Intra-arterial nimodipine (IaN) is used in the management of cerebral vasospasm after aneurysmal subarachnoid hemorrhage (aSAH). The impact of IaN therapy on regional cerebral oxygen saturation (rScO2) assessed by near infra-red spectroscopy, and dynamic cardiac indices, is currently unknown. This study assessed the effect of IaN on rScO2 and systemic hemodynamic indices during IaN therapy for cerebral vasospasm after aSAH.

Methods

This prospective cohort study was conducted in 20 patients over sixteen month period after ethics committee approval and informed consent. Patients with angiographic evidence of vasospasm received IaN 3mg over 30 minutes in the spastic vessels. Data regarding rScO2 heart rate (HR), mean blood pressure (MBP) cardiac index (CI), stroke volume index (SVI), stroke volume variation (SVV), and total peripheral resistance index (TPRI) were collected during IaN treatment.

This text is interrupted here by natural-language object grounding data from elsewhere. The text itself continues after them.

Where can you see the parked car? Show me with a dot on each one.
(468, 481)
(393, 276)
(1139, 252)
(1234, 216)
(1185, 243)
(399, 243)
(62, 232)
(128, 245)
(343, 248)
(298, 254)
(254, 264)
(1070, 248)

The primary outcome measure was change in rScO2 after IaN therapy.

Results

There was no significant change from baseline in ipsilateral and contralateral rScO2 after IaN administration (mean difference [MD], 0.2; 95% confidence interval [CI], −2.1 to 1.6; P=0.804, and 1.3; −1.1 to 3.8; P=0.276, respectively). There was a significant decrease in MBP and TPRI (MD, −12.4; 95% CI, −6.6 to −18.2; P<0.001, and −674.3; −374.9 to −973.7; P<0.001, respectively) and increase in SVI and CI (MD, 7.5; 95% CI, 14.4 to 0.6; P=0.035 and 0.7; 0.9 to 0.4; P<0.001, respectively) after IaN therapy. HR and SVV were unchanged.

Conclusions

IaN for aSAH-related cerebral vasospasm did not improve rScO2 but was associated with significant systemic hemodynamic effects, including a decrease in MBP and TPRI. These hemodynamic changes might offset any potential effects of IaN to improve rScO2.